It was during the mid-1990s when Sociology professor Nancy Taylor first joined her dear friend, Margaret “Peg” Rigg at a ProNica planning meeting in Florida. Nancy’s curiosity had long been piqued by Peg’s stories upon return from trips to Nicaragua. Sitting among the other activists and listening to reports of the latest challenges and triumphs of the grassroots partners in Nicaragua, Nancy’s curiosity quickly deepened into a steadfast resolve to join the efforts.
During a 1998 meeting, a particular challenge caught Nancy’s attention: the high turnover rate among talented Program Coordinators only compensated with basic living stipends. ProNica had just hired Lillian Hall as the new Coordinator, a Quaker with a Cornell agronomy degree who had been in Nicaragua from 1984 volunteering with peasant farmers. Hoping to retain Lillian, and knowing the time and sensitivity required to build genuine trust and mutual respect among the partners, Nancy pledged monthly donations that would increase the Coordinator stipend into a modest salary.

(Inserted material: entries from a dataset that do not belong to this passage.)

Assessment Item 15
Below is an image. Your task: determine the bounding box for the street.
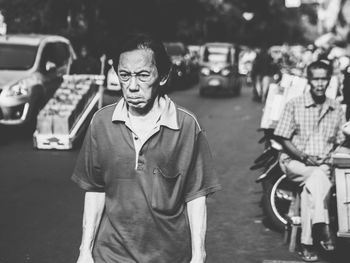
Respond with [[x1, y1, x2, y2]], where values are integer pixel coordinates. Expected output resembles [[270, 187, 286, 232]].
[[0, 86, 336, 263]]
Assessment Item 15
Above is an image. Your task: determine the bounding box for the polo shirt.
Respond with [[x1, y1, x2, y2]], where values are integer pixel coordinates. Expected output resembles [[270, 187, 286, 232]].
[[274, 92, 345, 158], [72, 97, 220, 263]]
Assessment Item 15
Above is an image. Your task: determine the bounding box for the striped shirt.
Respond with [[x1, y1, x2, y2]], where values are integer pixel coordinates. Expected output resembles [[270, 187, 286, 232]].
[[274, 92, 345, 158]]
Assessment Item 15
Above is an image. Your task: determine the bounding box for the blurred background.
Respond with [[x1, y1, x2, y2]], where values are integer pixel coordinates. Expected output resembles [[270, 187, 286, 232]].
[[0, 0, 350, 55]]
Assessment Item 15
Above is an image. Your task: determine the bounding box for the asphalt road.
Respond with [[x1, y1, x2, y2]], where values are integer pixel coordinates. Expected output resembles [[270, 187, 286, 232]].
[[0, 83, 344, 263]]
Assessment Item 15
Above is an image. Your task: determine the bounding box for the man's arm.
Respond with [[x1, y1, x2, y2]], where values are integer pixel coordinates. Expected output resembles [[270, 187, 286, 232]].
[[77, 192, 105, 263], [277, 137, 319, 166], [187, 196, 207, 263]]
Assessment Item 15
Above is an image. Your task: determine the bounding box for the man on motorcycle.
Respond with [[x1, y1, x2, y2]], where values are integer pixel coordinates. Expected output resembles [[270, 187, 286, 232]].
[[274, 60, 345, 262]]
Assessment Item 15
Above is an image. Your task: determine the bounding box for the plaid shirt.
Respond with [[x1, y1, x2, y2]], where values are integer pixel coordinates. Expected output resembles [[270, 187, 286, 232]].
[[274, 92, 345, 158]]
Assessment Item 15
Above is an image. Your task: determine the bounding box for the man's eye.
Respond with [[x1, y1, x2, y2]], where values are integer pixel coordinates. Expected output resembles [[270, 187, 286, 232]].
[[140, 73, 150, 78], [138, 73, 151, 81], [119, 73, 130, 79]]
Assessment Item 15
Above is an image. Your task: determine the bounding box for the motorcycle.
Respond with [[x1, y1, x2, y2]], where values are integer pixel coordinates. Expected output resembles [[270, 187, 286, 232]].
[[250, 130, 297, 232], [250, 130, 338, 236]]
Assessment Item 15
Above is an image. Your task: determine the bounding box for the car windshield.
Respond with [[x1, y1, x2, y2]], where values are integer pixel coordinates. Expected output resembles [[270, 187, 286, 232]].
[[165, 44, 185, 56], [203, 46, 231, 63], [0, 44, 37, 70]]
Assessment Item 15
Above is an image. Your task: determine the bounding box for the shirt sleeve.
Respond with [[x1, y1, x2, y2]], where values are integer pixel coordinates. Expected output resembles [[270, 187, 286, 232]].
[[185, 131, 221, 202], [274, 101, 296, 139], [71, 121, 105, 192], [336, 107, 346, 144]]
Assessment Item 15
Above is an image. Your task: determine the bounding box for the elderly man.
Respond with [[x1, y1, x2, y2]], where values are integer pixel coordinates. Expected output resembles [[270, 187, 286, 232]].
[[72, 34, 220, 263], [274, 60, 345, 262]]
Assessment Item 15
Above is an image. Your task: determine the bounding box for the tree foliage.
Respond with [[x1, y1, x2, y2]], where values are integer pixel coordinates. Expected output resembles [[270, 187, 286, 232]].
[[0, 0, 317, 52]]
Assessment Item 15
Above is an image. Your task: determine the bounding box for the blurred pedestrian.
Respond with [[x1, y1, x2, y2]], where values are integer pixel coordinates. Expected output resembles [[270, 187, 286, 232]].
[[274, 60, 345, 262], [0, 10, 7, 36], [72, 34, 219, 263], [343, 66, 350, 121], [251, 49, 280, 103], [71, 45, 101, 74]]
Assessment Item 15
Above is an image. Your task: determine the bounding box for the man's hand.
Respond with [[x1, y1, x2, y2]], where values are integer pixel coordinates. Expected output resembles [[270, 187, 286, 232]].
[[77, 251, 94, 263], [320, 164, 332, 179], [303, 155, 319, 166], [190, 252, 206, 263]]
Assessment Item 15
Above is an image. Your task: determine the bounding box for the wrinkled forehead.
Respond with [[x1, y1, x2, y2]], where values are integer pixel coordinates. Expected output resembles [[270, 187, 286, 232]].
[[118, 48, 156, 68], [310, 68, 328, 79]]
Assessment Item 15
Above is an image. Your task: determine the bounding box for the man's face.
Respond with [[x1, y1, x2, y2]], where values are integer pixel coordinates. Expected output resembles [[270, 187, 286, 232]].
[[118, 49, 159, 115], [308, 68, 330, 98]]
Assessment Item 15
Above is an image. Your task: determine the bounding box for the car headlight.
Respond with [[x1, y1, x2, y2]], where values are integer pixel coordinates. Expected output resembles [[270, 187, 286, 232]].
[[201, 68, 210, 76], [221, 68, 231, 77], [3, 81, 28, 97], [174, 60, 182, 66]]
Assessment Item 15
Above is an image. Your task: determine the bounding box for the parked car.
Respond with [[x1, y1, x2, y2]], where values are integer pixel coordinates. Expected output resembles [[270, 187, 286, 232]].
[[164, 42, 192, 89], [106, 59, 121, 92], [0, 34, 76, 131], [199, 42, 241, 95]]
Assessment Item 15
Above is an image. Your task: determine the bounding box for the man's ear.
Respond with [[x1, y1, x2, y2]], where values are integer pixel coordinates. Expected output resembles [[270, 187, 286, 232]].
[[159, 74, 169, 86]]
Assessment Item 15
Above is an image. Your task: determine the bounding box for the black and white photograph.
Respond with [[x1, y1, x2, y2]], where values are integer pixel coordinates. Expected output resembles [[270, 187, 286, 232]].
[[0, 0, 350, 263]]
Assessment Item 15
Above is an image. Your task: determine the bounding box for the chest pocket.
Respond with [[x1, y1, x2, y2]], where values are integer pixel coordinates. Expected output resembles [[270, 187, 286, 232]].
[[152, 167, 183, 214]]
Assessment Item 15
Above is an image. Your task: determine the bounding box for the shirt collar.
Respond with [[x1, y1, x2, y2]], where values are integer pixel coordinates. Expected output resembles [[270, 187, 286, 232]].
[[112, 95, 180, 130], [305, 91, 335, 110]]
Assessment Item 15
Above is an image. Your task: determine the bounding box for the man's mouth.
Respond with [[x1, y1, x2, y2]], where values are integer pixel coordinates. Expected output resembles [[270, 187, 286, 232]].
[[128, 97, 142, 104]]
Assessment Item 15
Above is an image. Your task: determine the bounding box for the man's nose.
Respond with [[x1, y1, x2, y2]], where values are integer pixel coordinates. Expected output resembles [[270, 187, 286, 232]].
[[129, 76, 139, 91]]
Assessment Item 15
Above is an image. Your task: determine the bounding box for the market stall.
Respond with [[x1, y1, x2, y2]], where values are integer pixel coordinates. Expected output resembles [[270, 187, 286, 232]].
[[33, 75, 104, 150]]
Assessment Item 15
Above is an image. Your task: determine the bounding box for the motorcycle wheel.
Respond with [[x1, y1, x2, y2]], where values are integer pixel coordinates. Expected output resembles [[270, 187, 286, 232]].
[[262, 174, 294, 232]]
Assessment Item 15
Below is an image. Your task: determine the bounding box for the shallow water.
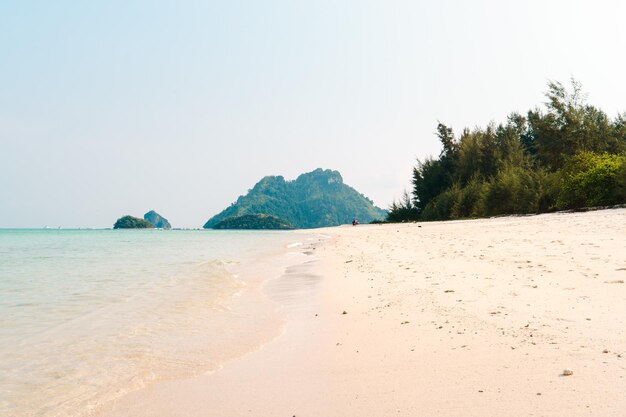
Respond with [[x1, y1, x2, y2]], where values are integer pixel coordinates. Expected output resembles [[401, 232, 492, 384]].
[[0, 230, 297, 417]]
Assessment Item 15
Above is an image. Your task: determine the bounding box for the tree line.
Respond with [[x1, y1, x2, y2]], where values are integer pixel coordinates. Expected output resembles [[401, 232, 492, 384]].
[[387, 80, 626, 222]]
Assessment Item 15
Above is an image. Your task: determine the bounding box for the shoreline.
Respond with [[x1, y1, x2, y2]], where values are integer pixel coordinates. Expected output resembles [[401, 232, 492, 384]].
[[97, 209, 626, 417]]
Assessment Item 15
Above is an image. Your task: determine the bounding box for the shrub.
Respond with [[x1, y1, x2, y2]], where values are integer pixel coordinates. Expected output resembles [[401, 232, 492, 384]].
[[452, 178, 485, 218], [421, 185, 460, 221], [484, 166, 539, 215], [557, 152, 626, 209]]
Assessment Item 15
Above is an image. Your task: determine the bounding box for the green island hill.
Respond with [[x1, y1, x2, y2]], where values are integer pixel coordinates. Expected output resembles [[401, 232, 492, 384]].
[[143, 210, 172, 229], [113, 215, 153, 229], [204, 168, 387, 229], [213, 214, 293, 230]]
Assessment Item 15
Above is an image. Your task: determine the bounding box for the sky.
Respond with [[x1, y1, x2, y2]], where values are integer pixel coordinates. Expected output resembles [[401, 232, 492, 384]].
[[0, 0, 626, 228]]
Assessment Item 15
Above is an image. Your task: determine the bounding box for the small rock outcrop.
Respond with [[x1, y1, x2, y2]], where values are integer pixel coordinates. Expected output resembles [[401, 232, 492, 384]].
[[143, 210, 172, 229]]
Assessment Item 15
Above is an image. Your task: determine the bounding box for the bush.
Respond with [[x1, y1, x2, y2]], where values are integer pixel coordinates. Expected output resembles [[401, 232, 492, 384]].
[[557, 152, 626, 209], [421, 186, 460, 221], [452, 178, 485, 218], [484, 166, 539, 216]]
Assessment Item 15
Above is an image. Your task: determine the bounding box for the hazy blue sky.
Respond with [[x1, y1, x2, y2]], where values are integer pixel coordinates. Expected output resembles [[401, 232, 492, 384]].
[[0, 0, 626, 227]]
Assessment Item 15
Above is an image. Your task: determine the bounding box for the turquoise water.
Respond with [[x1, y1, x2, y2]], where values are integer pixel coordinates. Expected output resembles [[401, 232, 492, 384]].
[[0, 230, 296, 416]]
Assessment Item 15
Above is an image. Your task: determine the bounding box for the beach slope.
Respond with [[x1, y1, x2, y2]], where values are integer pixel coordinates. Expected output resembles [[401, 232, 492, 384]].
[[100, 209, 626, 417]]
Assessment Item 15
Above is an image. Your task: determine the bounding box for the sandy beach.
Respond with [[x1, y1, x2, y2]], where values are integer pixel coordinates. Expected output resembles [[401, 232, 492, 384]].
[[102, 209, 626, 417]]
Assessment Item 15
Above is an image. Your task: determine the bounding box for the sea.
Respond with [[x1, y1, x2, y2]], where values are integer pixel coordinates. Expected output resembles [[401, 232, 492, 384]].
[[0, 229, 307, 417]]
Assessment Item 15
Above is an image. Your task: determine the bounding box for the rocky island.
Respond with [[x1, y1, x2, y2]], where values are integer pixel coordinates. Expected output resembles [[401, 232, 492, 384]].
[[204, 168, 387, 229], [113, 215, 153, 229]]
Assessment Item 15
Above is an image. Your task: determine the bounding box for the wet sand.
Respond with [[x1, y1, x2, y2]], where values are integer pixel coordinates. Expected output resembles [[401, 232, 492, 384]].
[[100, 209, 626, 417]]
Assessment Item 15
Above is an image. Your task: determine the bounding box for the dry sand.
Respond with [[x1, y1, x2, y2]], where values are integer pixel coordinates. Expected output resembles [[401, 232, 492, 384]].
[[100, 209, 626, 417]]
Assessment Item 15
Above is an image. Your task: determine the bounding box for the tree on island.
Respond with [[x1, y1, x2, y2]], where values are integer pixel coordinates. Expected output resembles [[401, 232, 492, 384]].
[[388, 80, 626, 221], [113, 216, 152, 229]]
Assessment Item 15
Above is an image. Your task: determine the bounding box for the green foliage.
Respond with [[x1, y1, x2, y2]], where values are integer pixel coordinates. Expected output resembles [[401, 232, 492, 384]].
[[452, 177, 487, 219], [557, 152, 626, 208], [113, 216, 152, 229], [387, 190, 419, 223], [387, 80, 626, 221], [213, 214, 293, 230], [483, 166, 539, 216], [421, 187, 459, 221], [204, 169, 387, 228]]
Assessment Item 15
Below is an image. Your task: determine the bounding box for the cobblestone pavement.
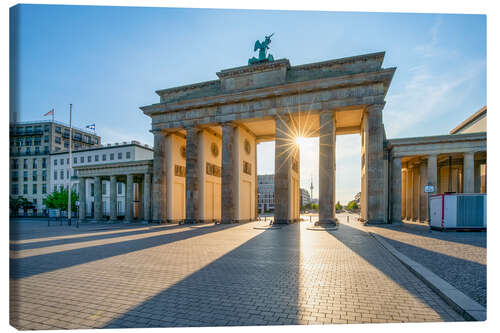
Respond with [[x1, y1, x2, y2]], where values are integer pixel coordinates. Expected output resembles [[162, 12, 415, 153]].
[[10, 217, 463, 329], [340, 214, 486, 306]]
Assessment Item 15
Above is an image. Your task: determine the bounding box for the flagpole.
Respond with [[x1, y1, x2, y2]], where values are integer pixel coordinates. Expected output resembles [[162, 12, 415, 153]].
[[67, 104, 73, 225]]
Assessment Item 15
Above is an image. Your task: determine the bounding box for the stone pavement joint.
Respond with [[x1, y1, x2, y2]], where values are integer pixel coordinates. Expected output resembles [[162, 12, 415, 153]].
[[10, 217, 464, 330], [370, 232, 486, 321]]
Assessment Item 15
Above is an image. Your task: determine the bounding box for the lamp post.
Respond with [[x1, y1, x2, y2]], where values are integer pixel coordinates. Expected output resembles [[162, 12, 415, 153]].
[[68, 104, 73, 225]]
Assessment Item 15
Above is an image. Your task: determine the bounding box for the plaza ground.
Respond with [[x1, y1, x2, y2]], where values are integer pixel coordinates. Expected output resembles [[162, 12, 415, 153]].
[[10, 214, 476, 329]]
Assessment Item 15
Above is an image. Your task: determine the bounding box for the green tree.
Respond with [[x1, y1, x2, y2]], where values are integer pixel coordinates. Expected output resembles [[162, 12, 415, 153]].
[[43, 189, 78, 212], [9, 196, 33, 216], [347, 200, 358, 210]]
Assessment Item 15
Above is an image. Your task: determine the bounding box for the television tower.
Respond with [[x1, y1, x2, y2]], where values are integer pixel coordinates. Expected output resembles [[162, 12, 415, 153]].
[[311, 175, 314, 202]]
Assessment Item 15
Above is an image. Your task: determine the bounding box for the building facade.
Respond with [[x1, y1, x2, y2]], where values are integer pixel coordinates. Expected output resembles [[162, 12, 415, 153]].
[[10, 121, 101, 214], [300, 188, 311, 207], [386, 106, 487, 222], [257, 175, 274, 214], [50, 141, 153, 218]]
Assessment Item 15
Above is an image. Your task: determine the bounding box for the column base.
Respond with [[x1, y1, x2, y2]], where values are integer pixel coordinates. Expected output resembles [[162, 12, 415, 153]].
[[365, 219, 387, 225], [314, 218, 338, 226]]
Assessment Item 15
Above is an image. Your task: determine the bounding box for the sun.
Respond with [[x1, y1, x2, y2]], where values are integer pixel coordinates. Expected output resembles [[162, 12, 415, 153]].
[[295, 136, 306, 146]]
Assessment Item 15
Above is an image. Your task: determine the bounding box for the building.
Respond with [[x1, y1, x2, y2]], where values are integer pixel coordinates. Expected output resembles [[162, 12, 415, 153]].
[[387, 106, 487, 222], [300, 188, 311, 207], [10, 121, 101, 214], [49, 141, 153, 218], [257, 175, 274, 214]]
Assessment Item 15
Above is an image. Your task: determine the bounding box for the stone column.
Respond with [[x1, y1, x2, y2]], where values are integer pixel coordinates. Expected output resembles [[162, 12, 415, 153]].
[[401, 163, 408, 220], [152, 131, 167, 223], [391, 157, 402, 222], [185, 127, 200, 223], [109, 176, 117, 221], [318, 111, 336, 224], [136, 179, 144, 221], [94, 176, 102, 221], [463, 152, 474, 193], [221, 124, 234, 223], [412, 165, 420, 221], [365, 104, 386, 223], [418, 161, 428, 222], [125, 174, 134, 222], [78, 177, 87, 222], [406, 165, 413, 220], [274, 115, 292, 224], [143, 173, 151, 222]]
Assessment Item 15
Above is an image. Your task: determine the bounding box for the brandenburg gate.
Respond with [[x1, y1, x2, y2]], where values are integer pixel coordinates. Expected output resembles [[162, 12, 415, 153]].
[[141, 50, 396, 223]]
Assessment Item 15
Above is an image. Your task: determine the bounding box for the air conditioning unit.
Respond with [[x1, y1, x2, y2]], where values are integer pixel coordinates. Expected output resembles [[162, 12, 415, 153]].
[[430, 193, 486, 230]]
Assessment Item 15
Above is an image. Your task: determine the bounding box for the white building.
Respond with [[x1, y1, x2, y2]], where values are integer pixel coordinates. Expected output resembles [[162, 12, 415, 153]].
[[49, 141, 153, 216], [257, 175, 274, 213], [300, 188, 311, 207]]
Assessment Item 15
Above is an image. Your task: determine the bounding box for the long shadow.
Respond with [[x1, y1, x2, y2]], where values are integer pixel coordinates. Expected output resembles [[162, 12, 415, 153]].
[[10, 224, 236, 279], [379, 231, 486, 306], [10, 225, 186, 251], [327, 223, 468, 318], [105, 225, 300, 328], [377, 223, 486, 248]]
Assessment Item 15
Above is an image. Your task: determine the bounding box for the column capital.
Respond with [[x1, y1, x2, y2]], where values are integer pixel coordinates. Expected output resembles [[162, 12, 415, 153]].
[[366, 102, 385, 113]]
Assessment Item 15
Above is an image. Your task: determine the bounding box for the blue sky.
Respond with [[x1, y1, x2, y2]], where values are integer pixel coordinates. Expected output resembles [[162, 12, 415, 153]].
[[11, 5, 486, 203]]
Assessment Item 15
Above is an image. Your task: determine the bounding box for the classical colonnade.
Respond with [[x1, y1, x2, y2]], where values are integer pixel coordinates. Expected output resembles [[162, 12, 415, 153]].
[[388, 133, 486, 222], [75, 160, 152, 222]]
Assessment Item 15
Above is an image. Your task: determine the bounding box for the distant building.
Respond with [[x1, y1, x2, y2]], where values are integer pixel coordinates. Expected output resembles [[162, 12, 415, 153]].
[[257, 175, 274, 213], [50, 141, 153, 216], [9, 120, 101, 213], [300, 188, 311, 207]]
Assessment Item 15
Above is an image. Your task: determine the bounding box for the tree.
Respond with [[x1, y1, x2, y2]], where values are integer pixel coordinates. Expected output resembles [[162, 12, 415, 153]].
[[43, 189, 78, 212], [9, 196, 33, 216], [347, 200, 358, 210]]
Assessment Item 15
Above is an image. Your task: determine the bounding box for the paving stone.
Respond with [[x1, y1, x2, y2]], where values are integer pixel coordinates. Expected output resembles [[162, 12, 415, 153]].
[[10, 217, 463, 330]]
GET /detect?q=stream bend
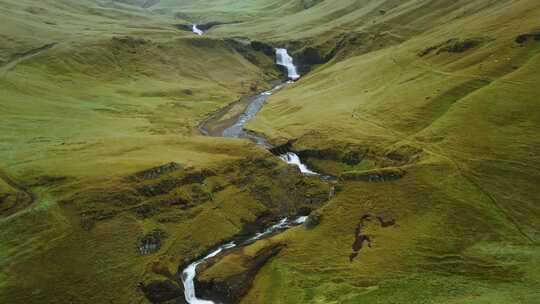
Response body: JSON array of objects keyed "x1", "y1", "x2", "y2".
[{"x1": 182, "y1": 47, "x2": 319, "y2": 304}]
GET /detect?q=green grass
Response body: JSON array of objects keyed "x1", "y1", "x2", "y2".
[{"x1": 0, "y1": 0, "x2": 540, "y2": 303}]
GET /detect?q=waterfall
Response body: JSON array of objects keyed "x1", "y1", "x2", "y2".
[
  {"x1": 182, "y1": 216, "x2": 307, "y2": 304},
  {"x1": 182, "y1": 242, "x2": 236, "y2": 304},
  {"x1": 191, "y1": 24, "x2": 204, "y2": 36},
  {"x1": 276, "y1": 48, "x2": 300, "y2": 80}
]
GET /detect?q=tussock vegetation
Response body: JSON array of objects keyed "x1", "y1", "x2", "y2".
[{"x1": 0, "y1": 0, "x2": 540, "y2": 303}]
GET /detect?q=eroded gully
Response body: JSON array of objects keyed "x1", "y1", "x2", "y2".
[{"x1": 182, "y1": 29, "x2": 319, "y2": 304}]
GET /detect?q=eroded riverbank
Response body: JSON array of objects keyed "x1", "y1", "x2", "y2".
[{"x1": 182, "y1": 49, "x2": 319, "y2": 304}]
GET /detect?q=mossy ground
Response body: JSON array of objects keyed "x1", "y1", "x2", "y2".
[{"x1": 0, "y1": 0, "x2": 540, "y2": 303}]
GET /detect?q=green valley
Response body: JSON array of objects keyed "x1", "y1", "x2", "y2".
[{"x1": 0, "y1": 0, "x2": 540, "y2": 304}]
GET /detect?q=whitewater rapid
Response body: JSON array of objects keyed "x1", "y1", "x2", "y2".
[
  {"x1": 276, "y1": 48, "x2": 300, "y2": 80},
  {"x1": 182, "y1": 216, "x2": 307, "y2": 304},
  {"x1": 186, "y1": 46, "x2": 319, "y2": 304},
  {"x1": 191, "y1": 24, "x2": 204, "y2": 36}
]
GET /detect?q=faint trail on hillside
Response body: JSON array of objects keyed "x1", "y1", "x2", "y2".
[
  {"x1": 0, "y1": 170, "x2": 37, "y2": 215},
  {"x1": 0, "y1": 43, "x2": 56, "y2": 74},
  {"x1": 446, "y1": 154, "x2": 536, "y2": 244}
]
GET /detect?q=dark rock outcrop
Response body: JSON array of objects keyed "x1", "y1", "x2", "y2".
[
  {"x1": 195, "y1": 243, "x2": 284, "y2": 304},
  {"x1": 137, "y1": 229, "x2": 167, "y2": 255},
  {"x1": 515, "y1": 32, "x2": 540, "y2": 44},
  {"x1": 130, "y1": 162, "x2": 182, "y2": 179},
  {"x1": 251, "y1": 41, "x2": 275, "y2": 56},
  {"x1": 418, "y1": 38, "x2": 486, "y2": 57}
]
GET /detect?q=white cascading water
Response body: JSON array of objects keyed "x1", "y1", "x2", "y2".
[
  {"x1": 279, "y1": 152, "x2": 319, "y2": 175},
  {"x1": 186, "y1": 42, "x2": 319, "y2": 304},
  {"x1": 182, "y1": 216, "x2": 307, "y2": 304},
  {"x1": 276, "y1": 48, "x2": 300, "y2": 80},
  {"x1": 191, "y1": 24, "x2": 204, "y2": 36},
  {"x1": 182, "y1": 242, "x2": 236, "y2": 304}
]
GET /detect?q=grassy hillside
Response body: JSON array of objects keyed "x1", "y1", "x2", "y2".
[
  {"x1": 0, "y1": 0, "x2": 540, "y2": 303},
  {"x1": 237, "y1": 1, "x2": 540, "y2": 303}
]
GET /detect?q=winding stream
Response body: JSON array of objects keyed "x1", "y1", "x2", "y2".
[
  {"x1": 182, "y1": 48, "x2": 319, "y2": 304},
  {"x1": 191, "y1": 24, "x2": 204, "y2": 36}
]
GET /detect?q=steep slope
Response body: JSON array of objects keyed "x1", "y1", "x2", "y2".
[
  {"x1": 234, "y1": 1, "x2": 540, "y2": 303},
  {"x1": 0, "y1": 0, "x2": 540, "y2": 303}
]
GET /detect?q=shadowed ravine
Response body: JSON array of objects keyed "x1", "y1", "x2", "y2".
[{"x1": 182, "y1": 29, "x2": 319, "y2": 304}]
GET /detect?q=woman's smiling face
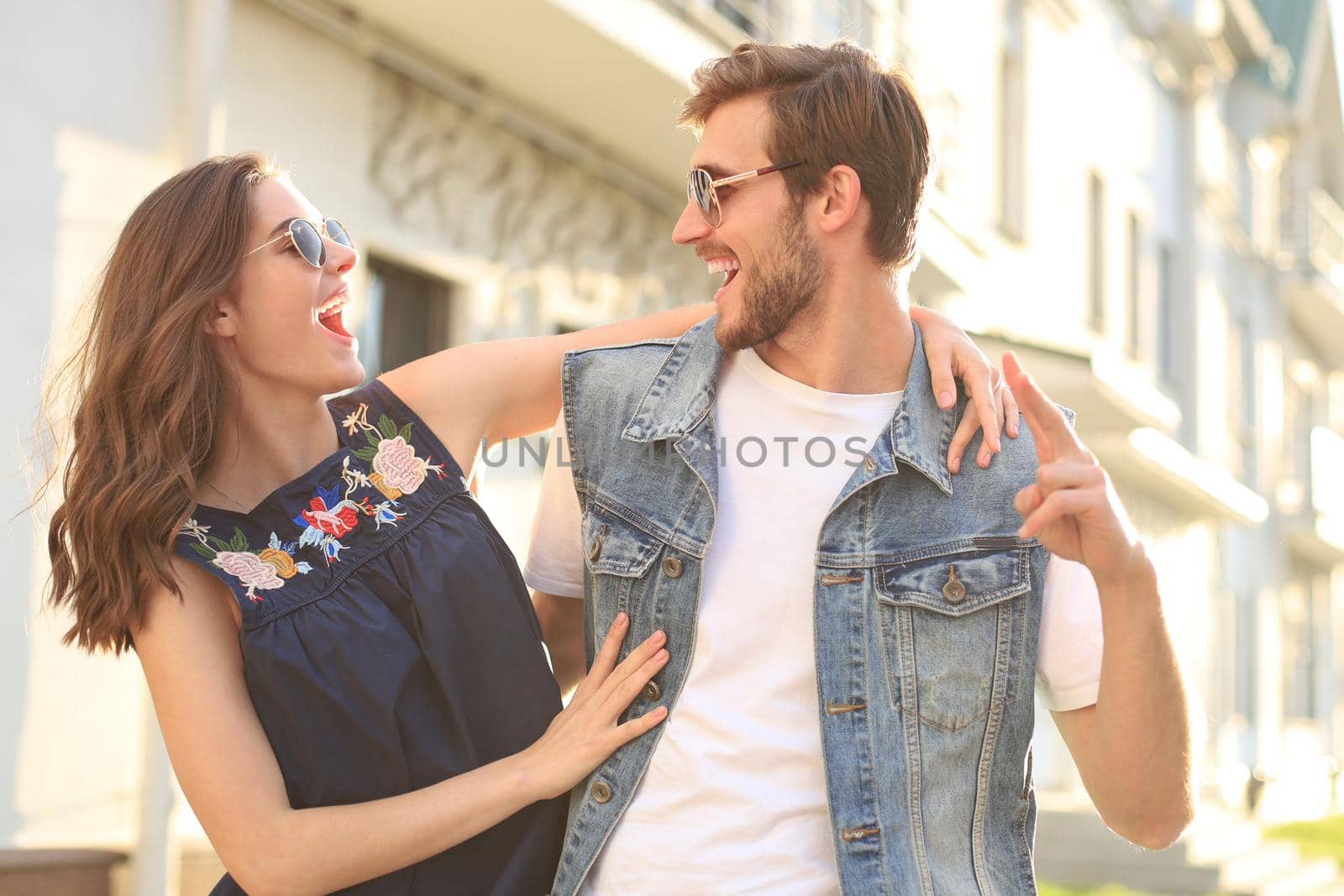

Indeed, Lillian would stay on for the next 14 years, fortifying long-term partnerships, doggedly raising awareness among North Americans, and designing high quality solidarity based educational immersion programs. Nancy tends to heap credit on Peg, Lillian and others, but it’s hard to imagine how many saved lives are linked directly to Nancy’s incredible spirit of generosity. Now in her 80s and simplifying her life, Nancy must pass the salary-funding torch on to other ProNica supporters.
It’s impossible to adequately express gratitude to Nancy for her shared dreams with Nicaraguans over all these years. Muchas gracias, Nancy Taylor. Please accept our sincerest appreciation. We cherish you!